Huang Guan-Hua, Tseng Yi-Chi
Institute of Statistics, National Chiao Tung University, 1001 University Road, Hsinchu 30010, Taiwan.
BMC Proc. 2014 Jun 17;8(Suppl 1 Genetic Analysis Workshop 18Vanessa Olmo):S64. doi: 10.1186/1753-6561-8-S1-S64. eCollection 2014.
Genome-wide association studies have successfully identified common variants that are associated with complex diseases. However, the majority of genetic variants contributing to disease susceptibility are yet to be discovered. It is now widely believed that multiple rare variants are likely to be associated with complex diseases. Using custom-made chips or next-generation sequencing to uncover the effects of rare variants on the disease can be very expensive in current technology. Consequently, many researchers use the genotype imputation approach to predict the genotypes at these rare variants that are not directly genotyped in the study sample. One important question in genotype imputation is how to choose a reference panel that will produce high imputation accuracy in a population of interest. Using whole genome sequence data from the Genetic Analysis Workshop 18 data set, this report compares genotype imputation accuracy among reference panels representing different degrees of genetic similarity to a study sample of admixed Mexican Americans. Results show that a reference panel that closely matches the ancestry of the study population can increase imputation accuracy, but it can also result in more missing genotype calls. Having a larger-size reference panel can reduce imputation error and missing genotype, but the improvement may be limited. We also find that, for the admixed study sample, the simple selection of a single best-reference panel among HapMap African, European, or Asian population is not appropriate. The composite reference panel combining all available reference data should be used.

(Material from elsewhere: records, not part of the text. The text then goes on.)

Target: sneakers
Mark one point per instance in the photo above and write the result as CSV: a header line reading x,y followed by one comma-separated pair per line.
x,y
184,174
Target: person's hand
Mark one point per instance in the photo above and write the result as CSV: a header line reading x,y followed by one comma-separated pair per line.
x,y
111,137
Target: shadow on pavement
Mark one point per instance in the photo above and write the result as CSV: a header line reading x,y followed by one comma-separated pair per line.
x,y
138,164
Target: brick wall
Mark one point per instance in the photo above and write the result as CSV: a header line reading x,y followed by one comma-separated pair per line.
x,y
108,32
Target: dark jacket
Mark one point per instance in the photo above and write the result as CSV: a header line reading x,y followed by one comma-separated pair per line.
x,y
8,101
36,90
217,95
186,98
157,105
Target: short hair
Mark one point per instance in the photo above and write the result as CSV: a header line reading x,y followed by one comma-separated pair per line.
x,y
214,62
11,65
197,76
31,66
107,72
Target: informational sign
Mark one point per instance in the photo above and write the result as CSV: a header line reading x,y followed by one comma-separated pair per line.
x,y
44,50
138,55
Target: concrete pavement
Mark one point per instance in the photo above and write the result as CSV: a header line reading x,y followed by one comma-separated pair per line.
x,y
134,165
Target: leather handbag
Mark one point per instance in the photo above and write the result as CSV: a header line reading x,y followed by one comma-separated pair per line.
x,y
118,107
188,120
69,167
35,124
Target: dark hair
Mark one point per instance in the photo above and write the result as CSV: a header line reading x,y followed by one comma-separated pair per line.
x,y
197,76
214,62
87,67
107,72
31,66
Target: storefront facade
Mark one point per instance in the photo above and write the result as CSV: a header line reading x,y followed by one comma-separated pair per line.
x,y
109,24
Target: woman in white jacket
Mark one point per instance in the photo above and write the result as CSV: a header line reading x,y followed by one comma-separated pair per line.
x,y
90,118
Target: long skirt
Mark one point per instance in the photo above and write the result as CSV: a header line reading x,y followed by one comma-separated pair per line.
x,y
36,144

全基因组关联研究已成功识别出与复杂疾病相关的常见变异。然而,导致疾病易感性的大多数遗传变异仍有待发现。现在人们普遍认为,多个罕见变异可能与复杂疾病有关。在当前技术条件下,使用定制芯片或下一代测序来揭示罕见变异对疾病的影响可能非常昂贵。因此,许多研究人员使用基因型填充方法来预测研究样本中未直接进行基因分型的这些罕见变异的基因型。基因型填充中的一个重要问题是如何选择一个参考面板,使其在感兴趣的人群中产生较高的填充准确性。本报告使用遗传分析研讨会18数据集的全基因组序列数据,比较了代表与混合墨西哥裔美国人研究样本不同程度遗传相似性的参考面板之间的基因型填充准确性。结果表明,与研究人群祖先密切匹配的参考面板可以提高填充准确性,但也可能导致更多的基因型缺失调用。拥有更大规模的参考面板可以减少填充误差和基因型缺失,但这种改进可能有限。我们还发现,对于混合研究样本,在HapMap非洲、欧洲或亚洲人群中简单选择单个最佳参考面板是不合适的。应使用结合所有可用参考数据的复合参考面板。